Em março de 1942, numa fase ainda indecisa da II GM, a publicação de um cartoon no Daily Mirror, crítico da condução da guerra pelo governo de Londres, suscitou uma forte advertência do gabinete de Churchill, com acusações de “derrotismo” (defeatism). O que poderia ter sido um caso infeliz, acabou por suscitar um amplo debate revelador da força do espírito de liberdade na cultura política britânica, tendo-se notabilizado na defesa do Daily Mirror, o jovem editor do jornal rival, The Evening Standard, Michael Foot (1913-2010), ainda com uma longa vida pela frente como intelectual e dirigente do Partido Trabalhista britânico. Nas notícias sobre a guerra russo-ucraniana os governos ocidentais já não precisam de intervir. O modelo de concentração da propriedade dos media hoje nada tem que ver com a fragmentação significativa que ainda caracterizou grande parte do século XX. As notícias de guerra obedecem a uma dinâmica de normalização do discurso em matéria de geopolítica e política internacional, que tem merecido estudos vários acerca do modo de formação de narrativas hegemónicas sobre conflitos internacionais. Nesta guerra, é clara a predominância de uma linha de abordagem articulada pelas duas premissas mais exaustivamente repetidas: a) esta guerra envolve um agressor e um agredido; b) a invasão russa não foi provocada (unprovoked), como repete muitas vezes o Presidente Biden. A primeira premissa é factual, contudo, combinada com a segunda constitui-se como um instrumento de dissuasão do pensamento crítico, o que explica a presença de um elevado grau de conformismo perante interpretações da origem do conflito e a condução da guerra, que, em vez de analisadas e debatidas, são dadas como intuitivamente indiscutíveis.
O que me preocupa é o processo de degradação de um dos valores fundamentais da tradição ocidental, precisamente por parte daqueles que gritam a sua fé na democracia. Esse valor é aquilo a que Hannah Arendt chamava de “imparcialidade homérica”, consistindo na capacidade de considerar os diferentes pontos de vista, as diferentes perspetivas pelos intervenientes numa situação extrema.

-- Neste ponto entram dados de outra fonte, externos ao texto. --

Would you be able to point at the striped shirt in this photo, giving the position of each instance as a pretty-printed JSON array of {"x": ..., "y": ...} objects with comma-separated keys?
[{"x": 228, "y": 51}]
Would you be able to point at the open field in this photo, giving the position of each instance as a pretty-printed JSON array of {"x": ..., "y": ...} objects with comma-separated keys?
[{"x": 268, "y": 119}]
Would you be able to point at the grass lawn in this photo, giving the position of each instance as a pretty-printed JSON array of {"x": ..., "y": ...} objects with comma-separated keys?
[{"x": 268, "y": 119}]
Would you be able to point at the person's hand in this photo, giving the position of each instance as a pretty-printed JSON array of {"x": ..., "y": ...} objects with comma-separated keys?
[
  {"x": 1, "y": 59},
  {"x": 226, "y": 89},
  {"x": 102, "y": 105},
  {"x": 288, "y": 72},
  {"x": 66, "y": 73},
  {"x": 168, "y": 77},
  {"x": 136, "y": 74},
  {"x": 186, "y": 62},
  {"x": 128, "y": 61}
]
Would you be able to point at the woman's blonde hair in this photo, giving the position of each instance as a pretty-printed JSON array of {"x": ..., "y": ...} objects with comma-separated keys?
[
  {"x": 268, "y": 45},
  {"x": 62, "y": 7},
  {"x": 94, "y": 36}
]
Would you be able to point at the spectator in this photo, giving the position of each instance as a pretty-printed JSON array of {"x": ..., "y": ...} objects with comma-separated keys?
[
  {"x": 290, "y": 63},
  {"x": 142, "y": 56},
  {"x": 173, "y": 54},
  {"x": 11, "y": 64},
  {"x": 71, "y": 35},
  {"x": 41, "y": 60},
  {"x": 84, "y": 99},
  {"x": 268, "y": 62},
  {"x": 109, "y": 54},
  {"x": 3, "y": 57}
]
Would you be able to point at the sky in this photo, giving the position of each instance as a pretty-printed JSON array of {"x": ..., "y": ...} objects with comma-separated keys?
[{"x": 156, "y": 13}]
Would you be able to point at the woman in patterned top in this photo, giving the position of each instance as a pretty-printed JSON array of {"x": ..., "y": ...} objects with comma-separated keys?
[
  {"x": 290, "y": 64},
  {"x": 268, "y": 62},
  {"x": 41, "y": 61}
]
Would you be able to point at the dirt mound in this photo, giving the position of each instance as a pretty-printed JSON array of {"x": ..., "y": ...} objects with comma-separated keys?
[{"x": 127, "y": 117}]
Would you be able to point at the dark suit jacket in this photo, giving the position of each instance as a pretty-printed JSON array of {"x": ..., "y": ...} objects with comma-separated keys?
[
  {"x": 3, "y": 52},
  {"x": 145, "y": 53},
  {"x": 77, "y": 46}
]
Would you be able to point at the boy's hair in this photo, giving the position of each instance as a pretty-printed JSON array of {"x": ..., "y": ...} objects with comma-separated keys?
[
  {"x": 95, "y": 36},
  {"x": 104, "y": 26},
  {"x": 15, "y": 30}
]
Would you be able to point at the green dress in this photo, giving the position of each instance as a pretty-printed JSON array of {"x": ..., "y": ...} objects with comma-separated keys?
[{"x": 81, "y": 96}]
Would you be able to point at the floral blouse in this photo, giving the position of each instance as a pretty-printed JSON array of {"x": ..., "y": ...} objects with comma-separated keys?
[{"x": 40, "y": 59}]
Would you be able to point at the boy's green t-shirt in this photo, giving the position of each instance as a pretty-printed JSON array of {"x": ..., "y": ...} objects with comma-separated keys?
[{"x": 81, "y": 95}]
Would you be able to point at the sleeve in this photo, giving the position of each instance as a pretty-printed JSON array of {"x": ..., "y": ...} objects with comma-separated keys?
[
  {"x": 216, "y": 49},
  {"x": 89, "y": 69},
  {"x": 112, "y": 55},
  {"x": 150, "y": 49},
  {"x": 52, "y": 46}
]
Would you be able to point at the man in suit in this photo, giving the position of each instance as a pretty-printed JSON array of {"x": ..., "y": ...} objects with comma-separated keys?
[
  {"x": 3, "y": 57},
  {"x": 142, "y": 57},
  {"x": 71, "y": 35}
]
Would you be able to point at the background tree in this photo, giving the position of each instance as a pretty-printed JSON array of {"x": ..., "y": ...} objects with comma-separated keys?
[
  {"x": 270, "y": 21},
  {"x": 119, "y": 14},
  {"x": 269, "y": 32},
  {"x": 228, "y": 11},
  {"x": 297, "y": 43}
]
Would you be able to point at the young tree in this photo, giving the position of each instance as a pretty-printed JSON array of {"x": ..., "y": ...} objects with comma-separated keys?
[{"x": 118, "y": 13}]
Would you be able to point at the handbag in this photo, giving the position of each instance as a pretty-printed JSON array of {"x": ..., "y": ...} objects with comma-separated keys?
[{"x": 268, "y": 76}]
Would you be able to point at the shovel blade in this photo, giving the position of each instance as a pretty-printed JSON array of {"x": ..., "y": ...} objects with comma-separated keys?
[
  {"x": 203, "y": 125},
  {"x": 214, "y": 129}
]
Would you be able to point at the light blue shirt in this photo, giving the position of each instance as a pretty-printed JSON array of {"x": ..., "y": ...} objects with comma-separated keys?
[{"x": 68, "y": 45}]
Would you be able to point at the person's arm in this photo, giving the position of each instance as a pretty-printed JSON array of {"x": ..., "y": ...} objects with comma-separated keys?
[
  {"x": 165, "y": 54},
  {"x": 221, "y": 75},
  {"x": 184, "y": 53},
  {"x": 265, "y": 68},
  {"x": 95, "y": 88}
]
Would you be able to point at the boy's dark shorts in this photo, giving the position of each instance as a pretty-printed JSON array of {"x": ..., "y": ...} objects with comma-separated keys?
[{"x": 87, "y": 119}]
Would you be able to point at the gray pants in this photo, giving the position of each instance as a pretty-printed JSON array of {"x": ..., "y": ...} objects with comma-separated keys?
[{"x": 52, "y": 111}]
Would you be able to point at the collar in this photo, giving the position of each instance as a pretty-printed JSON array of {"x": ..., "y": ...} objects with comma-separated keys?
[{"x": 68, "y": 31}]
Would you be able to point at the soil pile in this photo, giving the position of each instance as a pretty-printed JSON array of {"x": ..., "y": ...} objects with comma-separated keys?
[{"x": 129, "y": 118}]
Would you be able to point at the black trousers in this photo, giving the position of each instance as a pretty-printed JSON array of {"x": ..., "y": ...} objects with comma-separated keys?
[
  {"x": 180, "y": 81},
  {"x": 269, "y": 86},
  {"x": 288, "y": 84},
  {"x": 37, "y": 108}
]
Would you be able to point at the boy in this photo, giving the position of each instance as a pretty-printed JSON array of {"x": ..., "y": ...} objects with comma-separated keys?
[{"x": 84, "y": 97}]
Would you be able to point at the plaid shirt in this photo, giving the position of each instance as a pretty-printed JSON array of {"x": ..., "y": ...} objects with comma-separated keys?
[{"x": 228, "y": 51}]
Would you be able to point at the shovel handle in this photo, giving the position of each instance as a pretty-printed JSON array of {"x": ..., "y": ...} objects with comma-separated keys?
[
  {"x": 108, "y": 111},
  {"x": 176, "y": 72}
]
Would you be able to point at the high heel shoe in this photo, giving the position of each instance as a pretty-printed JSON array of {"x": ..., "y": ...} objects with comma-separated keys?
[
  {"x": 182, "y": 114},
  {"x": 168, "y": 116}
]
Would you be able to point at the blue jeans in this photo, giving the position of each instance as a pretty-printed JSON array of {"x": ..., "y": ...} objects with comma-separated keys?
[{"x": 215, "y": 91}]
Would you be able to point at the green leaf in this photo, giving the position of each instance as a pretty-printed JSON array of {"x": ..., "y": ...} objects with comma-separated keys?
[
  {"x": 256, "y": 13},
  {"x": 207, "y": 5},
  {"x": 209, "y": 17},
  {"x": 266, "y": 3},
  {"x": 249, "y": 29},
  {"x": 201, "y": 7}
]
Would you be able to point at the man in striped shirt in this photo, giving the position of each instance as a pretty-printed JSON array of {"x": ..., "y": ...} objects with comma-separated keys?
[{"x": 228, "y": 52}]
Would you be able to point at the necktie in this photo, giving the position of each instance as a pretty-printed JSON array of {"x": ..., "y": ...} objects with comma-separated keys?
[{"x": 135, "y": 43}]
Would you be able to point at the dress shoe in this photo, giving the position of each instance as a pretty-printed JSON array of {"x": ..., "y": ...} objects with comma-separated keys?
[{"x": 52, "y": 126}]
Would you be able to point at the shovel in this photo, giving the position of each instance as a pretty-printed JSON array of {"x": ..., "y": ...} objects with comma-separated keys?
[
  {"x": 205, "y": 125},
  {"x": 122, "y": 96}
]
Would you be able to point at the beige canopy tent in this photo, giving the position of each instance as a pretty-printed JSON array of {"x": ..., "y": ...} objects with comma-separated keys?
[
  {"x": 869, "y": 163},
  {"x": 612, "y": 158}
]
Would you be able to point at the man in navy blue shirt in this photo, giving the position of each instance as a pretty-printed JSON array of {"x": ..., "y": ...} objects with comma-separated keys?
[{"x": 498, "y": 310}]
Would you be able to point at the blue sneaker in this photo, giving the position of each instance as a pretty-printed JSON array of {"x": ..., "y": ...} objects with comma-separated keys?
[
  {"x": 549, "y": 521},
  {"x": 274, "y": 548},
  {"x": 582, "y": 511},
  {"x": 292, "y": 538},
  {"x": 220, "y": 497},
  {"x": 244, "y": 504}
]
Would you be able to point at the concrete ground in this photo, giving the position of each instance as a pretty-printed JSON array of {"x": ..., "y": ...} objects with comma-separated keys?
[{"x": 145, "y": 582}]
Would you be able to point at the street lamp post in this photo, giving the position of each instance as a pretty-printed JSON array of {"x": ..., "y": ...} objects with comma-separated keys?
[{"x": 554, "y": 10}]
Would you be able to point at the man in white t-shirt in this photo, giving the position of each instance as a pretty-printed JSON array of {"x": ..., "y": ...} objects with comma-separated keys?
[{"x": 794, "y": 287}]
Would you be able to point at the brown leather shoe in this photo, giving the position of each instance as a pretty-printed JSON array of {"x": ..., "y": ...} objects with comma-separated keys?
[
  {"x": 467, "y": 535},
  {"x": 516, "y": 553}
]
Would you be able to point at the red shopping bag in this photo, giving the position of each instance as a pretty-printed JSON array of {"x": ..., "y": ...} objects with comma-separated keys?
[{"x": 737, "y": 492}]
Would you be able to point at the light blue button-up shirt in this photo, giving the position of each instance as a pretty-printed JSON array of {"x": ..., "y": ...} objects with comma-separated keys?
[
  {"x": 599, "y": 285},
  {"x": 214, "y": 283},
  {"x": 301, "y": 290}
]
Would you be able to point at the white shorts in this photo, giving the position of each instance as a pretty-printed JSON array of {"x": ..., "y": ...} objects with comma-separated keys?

Quando estamos a falar numa guerra em que a possibilidade de derrapagem nuclear é elevada, essa capacidade de pensar no lugar dos outros pode ser a diferença entre a salvação ou a catástrofe descontrolada, a que a escalada do ódio acabará por conduzir. Arendt chamava a atenção para a raridade que encontramos na Ilíada, obra fundacional da cosmovisão ocidental. Nenhuma outra cultura anterior, ao representar uma guerra entre o seu povo e um povo inimigo, foi capaz de mostrar tamanha isenção. Homero eleva à categoria de herói, não apenas o campeão dos gregos, Aquiles, mas também o malogrado príncipe troiano, Heitor. Esta guerra, como tudo o que existe, tem causas. O longo processo de unilateralismo nas relações dos EUA e da Rússia está profusamente documentado na literatura académica norte-americana. A agressão russa, inaceitável no plano do direito internacional, não permite, contudo, diabolizar a Rússia como única responsável política por esta guerra, nem apagar as responsabilidades, por atos e omissões, do Ocidente. Este massacre em crescendo poderia ter sido evitado, se a diplomacia, a capacidade de escuta e compromisso, tivesse tido a última palavra. A sabedoria homérica revela a unidade da condição humana, esse frágil tesouro de universalismo e compaixão, talvez a última defesa contra a eclosão do inferno na Terra.
Viriato Soromenho-Marques
Publicado no Diário de Notícias de 10 de junho 2023, p. 13.